Rachel E. Anderson
The Oxford Eagle
The holiday season is not always full of cheer. It can be full of pressure to pass final exams or find the perfect gift.
However, the University of Mississippi Library Ambassadors offered an event to help students and community members relax during this stressful time.
The Library Ambassadors recently hosted the event Pet a Pup in the J.D. Williams Library.
At the event, participants were invited to pet and play with different service dogs from the Cedar Winds Dog Group of Oxford under the supervision of their handlers.
“Therapy dogs are good to give [students] a mental break,” said Jennifer Main, a counselor with the UM Counselor Education Clinic for Outreach and Personal Enrichment.
Main trained her dog Rook, a Shetland sheepdog, to participate in events like these.
He primarily works with children through play therapy, but was able to provide comfort to people of all ages at Pet a Pup.
“Rook is trained to comfort people, provide emotional support, and decrease anxiety,” said Main.
Main encouraged students to visit with Rook as a productive study break.
“It’s good to take a break to get refreshed, so you can go back and be refocused, re-energized and ready to get back to work,” said Main. “Pet a Pup also gives people a great reminder of their pets at home. The dogs trigger a lot of happy memories and responses.”
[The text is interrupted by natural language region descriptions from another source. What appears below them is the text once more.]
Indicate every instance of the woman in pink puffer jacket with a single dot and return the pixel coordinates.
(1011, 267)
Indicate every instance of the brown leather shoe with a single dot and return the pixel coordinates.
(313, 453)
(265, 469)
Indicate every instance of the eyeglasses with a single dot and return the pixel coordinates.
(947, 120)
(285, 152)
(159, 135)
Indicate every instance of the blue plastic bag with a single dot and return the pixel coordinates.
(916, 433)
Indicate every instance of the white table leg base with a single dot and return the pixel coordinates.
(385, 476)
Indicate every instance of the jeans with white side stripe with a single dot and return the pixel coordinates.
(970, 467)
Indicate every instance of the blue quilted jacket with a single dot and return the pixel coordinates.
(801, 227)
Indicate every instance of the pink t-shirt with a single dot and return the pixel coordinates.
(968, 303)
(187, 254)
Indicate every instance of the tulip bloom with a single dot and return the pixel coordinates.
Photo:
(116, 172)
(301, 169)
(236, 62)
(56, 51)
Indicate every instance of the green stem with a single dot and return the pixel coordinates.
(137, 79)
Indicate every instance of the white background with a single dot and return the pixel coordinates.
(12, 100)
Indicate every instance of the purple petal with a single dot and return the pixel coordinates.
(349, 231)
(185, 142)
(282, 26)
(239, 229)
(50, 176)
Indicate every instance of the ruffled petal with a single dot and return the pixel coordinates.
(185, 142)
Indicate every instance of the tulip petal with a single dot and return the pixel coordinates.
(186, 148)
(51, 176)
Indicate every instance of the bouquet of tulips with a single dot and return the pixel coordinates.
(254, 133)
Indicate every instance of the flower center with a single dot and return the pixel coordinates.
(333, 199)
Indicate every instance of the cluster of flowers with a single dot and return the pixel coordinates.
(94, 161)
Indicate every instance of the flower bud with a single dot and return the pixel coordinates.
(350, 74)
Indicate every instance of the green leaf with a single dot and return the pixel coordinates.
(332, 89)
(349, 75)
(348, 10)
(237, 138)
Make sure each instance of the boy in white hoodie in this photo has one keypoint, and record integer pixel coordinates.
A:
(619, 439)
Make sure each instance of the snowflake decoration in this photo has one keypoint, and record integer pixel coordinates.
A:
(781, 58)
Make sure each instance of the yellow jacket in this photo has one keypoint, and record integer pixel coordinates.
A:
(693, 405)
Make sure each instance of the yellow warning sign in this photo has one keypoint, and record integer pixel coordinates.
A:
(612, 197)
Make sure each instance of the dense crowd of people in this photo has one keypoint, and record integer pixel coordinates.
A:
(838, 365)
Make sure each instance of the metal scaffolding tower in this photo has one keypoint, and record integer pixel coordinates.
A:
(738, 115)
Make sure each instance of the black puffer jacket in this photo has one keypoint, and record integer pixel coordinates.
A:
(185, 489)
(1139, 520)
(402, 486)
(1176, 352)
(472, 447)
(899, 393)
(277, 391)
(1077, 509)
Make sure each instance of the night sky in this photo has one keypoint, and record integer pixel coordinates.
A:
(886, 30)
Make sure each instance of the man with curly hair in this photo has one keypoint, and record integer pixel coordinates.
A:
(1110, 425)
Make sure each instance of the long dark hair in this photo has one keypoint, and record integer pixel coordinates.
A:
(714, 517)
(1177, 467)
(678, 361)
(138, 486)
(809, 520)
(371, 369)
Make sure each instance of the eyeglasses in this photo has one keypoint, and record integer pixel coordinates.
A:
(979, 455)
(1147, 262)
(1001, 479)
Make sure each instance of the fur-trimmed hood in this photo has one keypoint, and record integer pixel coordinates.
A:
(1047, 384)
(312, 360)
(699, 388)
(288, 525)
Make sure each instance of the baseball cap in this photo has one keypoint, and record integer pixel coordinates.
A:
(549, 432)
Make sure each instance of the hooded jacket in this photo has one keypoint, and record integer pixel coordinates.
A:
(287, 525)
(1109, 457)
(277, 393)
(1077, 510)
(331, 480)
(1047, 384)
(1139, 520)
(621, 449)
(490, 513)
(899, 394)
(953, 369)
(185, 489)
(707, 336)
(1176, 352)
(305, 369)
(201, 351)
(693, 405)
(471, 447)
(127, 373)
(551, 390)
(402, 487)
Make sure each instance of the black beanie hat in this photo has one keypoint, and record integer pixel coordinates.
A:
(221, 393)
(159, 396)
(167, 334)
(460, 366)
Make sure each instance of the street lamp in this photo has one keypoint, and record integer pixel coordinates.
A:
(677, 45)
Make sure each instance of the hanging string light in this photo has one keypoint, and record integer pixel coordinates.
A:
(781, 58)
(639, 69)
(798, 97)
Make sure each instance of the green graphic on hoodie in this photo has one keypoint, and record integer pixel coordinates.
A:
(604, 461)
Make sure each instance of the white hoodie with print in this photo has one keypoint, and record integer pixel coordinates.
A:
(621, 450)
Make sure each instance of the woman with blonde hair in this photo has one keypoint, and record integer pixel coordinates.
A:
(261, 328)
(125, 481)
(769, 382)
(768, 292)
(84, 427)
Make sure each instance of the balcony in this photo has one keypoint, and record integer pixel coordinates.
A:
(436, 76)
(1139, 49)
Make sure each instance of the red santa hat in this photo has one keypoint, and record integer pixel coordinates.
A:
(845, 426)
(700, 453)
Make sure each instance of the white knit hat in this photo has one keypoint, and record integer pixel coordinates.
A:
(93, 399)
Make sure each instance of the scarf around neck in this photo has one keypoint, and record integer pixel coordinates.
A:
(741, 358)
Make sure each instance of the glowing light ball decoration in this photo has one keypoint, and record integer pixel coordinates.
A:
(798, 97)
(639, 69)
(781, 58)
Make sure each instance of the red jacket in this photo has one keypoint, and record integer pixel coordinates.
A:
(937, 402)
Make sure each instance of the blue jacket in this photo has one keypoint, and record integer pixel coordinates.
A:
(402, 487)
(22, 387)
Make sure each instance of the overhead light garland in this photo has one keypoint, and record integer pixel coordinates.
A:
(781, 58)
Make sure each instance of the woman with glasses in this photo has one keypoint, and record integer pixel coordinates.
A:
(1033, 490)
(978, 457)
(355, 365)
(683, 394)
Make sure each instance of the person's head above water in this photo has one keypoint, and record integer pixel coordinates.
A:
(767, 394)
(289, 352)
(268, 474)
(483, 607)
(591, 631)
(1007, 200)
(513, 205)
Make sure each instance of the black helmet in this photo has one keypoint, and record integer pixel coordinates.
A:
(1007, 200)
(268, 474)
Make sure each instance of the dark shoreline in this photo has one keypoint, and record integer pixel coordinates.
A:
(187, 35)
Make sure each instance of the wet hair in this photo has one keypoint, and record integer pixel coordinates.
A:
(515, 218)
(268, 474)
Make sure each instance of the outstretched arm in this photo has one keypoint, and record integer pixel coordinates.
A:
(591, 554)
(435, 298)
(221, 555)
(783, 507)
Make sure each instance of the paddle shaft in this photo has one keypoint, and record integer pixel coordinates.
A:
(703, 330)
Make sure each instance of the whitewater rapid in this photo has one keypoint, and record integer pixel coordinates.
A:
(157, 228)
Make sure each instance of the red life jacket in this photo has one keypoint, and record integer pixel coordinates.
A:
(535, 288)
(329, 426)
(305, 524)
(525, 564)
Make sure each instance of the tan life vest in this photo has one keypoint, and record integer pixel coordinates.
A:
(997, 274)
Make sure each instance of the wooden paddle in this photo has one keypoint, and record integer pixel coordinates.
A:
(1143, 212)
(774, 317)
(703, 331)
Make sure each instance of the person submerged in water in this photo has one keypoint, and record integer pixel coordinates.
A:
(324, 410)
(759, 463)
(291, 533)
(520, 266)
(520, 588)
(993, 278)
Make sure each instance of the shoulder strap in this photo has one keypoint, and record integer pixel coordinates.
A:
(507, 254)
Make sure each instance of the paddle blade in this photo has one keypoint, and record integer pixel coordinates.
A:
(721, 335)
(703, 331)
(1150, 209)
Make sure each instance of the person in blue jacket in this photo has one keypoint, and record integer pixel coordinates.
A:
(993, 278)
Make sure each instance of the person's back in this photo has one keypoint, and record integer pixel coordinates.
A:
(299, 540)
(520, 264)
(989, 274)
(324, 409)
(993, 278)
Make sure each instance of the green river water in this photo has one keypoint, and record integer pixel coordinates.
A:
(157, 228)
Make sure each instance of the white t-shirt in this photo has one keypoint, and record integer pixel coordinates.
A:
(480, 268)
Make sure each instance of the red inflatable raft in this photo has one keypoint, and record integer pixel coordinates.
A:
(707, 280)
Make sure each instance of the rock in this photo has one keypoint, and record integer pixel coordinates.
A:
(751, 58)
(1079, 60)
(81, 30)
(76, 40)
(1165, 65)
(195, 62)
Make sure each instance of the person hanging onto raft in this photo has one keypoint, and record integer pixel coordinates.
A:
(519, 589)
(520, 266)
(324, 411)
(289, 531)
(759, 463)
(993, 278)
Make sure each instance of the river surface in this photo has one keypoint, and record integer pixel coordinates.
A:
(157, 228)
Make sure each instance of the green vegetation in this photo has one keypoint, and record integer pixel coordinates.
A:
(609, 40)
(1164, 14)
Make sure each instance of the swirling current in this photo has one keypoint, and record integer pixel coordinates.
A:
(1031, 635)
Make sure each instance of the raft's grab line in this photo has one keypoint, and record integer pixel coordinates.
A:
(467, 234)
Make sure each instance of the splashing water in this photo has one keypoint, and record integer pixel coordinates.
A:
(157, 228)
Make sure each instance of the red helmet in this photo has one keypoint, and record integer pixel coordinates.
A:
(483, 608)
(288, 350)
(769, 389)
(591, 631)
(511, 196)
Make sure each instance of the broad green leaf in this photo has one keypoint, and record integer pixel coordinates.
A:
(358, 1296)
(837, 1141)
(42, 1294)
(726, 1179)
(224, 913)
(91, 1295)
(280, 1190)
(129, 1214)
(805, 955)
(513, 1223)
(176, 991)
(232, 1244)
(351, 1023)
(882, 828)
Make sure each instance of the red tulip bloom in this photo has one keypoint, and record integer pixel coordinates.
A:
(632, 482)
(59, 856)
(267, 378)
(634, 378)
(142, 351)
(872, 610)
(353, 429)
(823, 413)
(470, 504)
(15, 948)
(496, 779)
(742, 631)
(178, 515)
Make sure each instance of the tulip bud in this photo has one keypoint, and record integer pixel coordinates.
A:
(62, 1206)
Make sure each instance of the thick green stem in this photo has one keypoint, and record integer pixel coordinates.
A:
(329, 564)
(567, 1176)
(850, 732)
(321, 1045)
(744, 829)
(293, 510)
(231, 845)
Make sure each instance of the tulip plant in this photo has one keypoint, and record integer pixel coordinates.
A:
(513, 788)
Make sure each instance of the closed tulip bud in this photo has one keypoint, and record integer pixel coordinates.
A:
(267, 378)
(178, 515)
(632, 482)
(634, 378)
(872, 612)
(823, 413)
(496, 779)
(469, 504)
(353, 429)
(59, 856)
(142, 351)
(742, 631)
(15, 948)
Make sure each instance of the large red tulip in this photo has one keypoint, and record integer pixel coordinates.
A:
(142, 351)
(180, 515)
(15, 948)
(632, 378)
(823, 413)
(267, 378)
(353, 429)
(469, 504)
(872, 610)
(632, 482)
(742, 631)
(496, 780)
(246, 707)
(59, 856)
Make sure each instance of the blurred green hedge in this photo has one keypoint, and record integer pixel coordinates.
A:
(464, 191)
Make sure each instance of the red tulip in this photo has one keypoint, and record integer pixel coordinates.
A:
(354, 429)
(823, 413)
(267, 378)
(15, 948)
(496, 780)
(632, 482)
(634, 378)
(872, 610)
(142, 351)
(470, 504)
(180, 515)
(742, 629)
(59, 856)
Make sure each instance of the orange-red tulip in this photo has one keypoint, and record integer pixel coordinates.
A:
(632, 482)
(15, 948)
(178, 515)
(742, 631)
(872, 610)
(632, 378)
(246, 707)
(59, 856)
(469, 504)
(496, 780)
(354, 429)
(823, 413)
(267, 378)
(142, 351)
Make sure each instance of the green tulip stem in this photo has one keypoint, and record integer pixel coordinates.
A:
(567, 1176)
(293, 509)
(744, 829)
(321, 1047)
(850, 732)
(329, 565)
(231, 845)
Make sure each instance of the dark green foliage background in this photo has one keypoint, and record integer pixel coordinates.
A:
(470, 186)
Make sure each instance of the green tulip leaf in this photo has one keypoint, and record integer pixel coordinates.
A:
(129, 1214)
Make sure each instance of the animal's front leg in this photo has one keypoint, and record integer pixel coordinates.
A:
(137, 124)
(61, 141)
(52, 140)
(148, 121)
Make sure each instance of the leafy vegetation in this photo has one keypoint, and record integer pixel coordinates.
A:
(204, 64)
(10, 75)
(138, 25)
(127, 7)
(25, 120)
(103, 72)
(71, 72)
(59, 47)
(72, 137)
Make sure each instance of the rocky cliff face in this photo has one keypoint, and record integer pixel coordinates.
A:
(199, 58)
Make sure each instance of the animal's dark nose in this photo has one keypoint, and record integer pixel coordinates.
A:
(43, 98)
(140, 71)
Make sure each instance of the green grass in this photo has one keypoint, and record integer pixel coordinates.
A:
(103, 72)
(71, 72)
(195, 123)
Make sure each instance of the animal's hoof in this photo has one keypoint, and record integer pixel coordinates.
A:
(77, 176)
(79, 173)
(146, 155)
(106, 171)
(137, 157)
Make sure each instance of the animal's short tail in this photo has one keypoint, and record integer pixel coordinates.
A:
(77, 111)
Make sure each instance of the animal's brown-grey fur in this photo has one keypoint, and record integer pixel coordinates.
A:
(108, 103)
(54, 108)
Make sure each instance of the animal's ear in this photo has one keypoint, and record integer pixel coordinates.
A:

The event reminded Andrew DeLeeuw, an MBA student, of his dog back in Brandon.
“The most common thing you hear people say here is, ‘It makes me miss my dog at home'” said DeLeeuw.
DeLeeuw attended Pet a Pup to recharge from studying for a finance exam.
“The environment is comfortable,” he said. “It feels like home.”
The service dogs were able to put many students at ease before exam week. For this reason, DeLeeuw hopes events like Pet a Pup will continue in the future.
“It’s a way to take a break from finals,” said DeLeeuw. “Dogs always make people feel better. Everyone likes animals. Having animals totally relaxes people. There are tons of studies that show that pet therapy is the way to go.”